Question #1. Do I need to sand it to get some of the color back to about when the pieces were first cut or can I just apply some finish and the color will come back if I don't delay much longer. I am striving to get that dark brown look of the heartwood like when the slabs were first cut. I really don't want to sand the bench as it will take out some of the chainsaw marks which gives it some kind of rustic look.

Question #2 How about sealer?? What are the best finishes to use ??? Outdoor poly?? Marine varnish?? I am not clueless about stains and varnishes for indoor projects but finishing outside wood projects is uncharted waters for me.


----------



## ctrees4$ (May 7, 2011)

You will need to sand if you want to bring out the "fresh" wood color.For outdoor carvings stay away from high gloss clear stains.Use anything that says oil penatrating.Boiled Linseed Oil works well for me.


----------



## Ax-man (May 7, 2011)

Thanks, I was just thinking of that this morning because I have some and forgot I had it. I'll give it a try and see how it looks on some of the scrap pieces. Linseed Oil is probaly cheaper than some of those other finishes . I don't know because I haven't checked out any prices at the store


----------



## cowboyvet (May 7, 2011)

Use your saw to do the sanding if you want to keep the chainsaw marks. Put the bar on its side angled slightly so the chain on the top of the bar is all that is touching the wood. Move the saw towards the bottom of the bar dragging the top of the chain. This will sand the wood leaving the saw marks. 
As for finish, I use spar finish on my sculptures. Thin the first coat a little and put it on heavy letting it soak as much up as it will. Let dry and apply a couple more un-thinned coats. This is the best clear finish I've found so far for carvings. Some of the log home finishes work really well too but cost more and all I've found have some form of tint added.
The spar I use comes from Pittsburgh paints. It is made by Olympic and costs around $30 a gallon.


----------



## Ax-man (May 10, 2011)

I did some experimenting over the weekend with some new sanding attachments and applying the boiled linseed oil to some scrap pieces. I like the look. Cutting the linseed oil with mineral spirits in a 50/50 mix seems to bring the color of the wood out a little better, not much but just a little more intense. 

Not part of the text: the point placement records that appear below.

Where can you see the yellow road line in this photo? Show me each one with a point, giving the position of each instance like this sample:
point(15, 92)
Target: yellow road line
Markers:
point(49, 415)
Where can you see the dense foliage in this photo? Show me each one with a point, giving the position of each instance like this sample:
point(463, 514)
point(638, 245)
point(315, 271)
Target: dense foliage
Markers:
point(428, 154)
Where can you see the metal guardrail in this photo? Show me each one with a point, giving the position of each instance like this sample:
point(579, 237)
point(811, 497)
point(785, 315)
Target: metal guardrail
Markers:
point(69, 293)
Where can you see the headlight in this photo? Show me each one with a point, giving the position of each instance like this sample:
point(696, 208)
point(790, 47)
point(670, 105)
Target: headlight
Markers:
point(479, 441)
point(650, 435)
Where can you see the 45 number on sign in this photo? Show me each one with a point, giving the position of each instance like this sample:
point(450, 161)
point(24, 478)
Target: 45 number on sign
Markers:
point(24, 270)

Cowboy, thanks for tip. I'll have to try it. Sounds very similar to planing to make a flat surface with a chainsaw. I had to sharpen my planing skills working on this bench. While I was in the hardware store I waws checking out different finishes. I saw what you were talking about and will probaly give that a try also.

I started sanding this bench tonight. I am finding out there is another learning curve to this carving and tree furniture making. I will be starting another thread on sanding equipment and attachments . That will be a little later.


----------